My first blog post was titled “Surrendering to Center”. In describing this, I wrote:
“What this means to me is that center happens. “Center” is that element of myself that I cannot avoid. it is me, the good, the bad, the ugly. Therefore, I happen. I happen everyday, whether I am alone, with my son, my friends, my coworkers. Surrendering to center means that I need to embrace my demons, make peace with them and thoroughly love me for who I am.”
I think that a basic building block of this is a good practice of gratitude. I say this because gratitude is in fact a practice. It is a practice because we need to in fact “practice” the art of gratitude even when we don’t have the ability to see the benefit or even if we don’t have the ability to see what significance of something in the immediate.
It’s not one that I’ve felt I’ve been too terribly good at. I am grateful for the obvious things, the things that we should all be grateful for, family, friends, love, a pay check, a place to train, a place to study, a place to express art. I’m not that great at being grateful for adverse things that pop up into my life. I don’t think that we should jump for joy when those big or small things come in our lives, but I feel that I can do a better job in accepting some of those obstacles and challenges that do come in.
Pema Chodran writes. By putting up with little cares, with minor annoyance, when the “shenpa” (annoyance) is light weight we train ourselves to work with great adversity. By putting up with learning to keep our nobility, to not spin off, to not reject our own energy when the challenge is fairly workable, we train for difficult times. This is how we prepare ourselves to work with any highly charged situations that may come our way in the near or distant future.
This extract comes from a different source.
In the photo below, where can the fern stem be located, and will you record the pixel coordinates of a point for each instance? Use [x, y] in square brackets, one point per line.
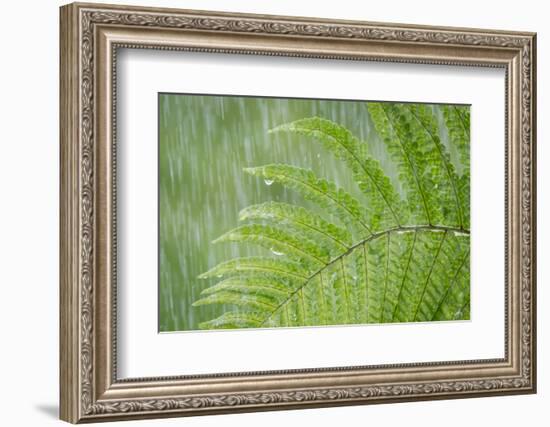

It’s exactly these “little cares” that I need to work on. I believe that I can get there with gratitude. With gratitude I can see that people are people and they are just doing the best they can. With gratitude I can see that when people know better they do better. I can address a situation but I don’t have to let it affect me. So, I think that today, 12/31/2011 will be a good time to reflect on this, to surrender to center yet again, and make gratitude my direction for the coming new year.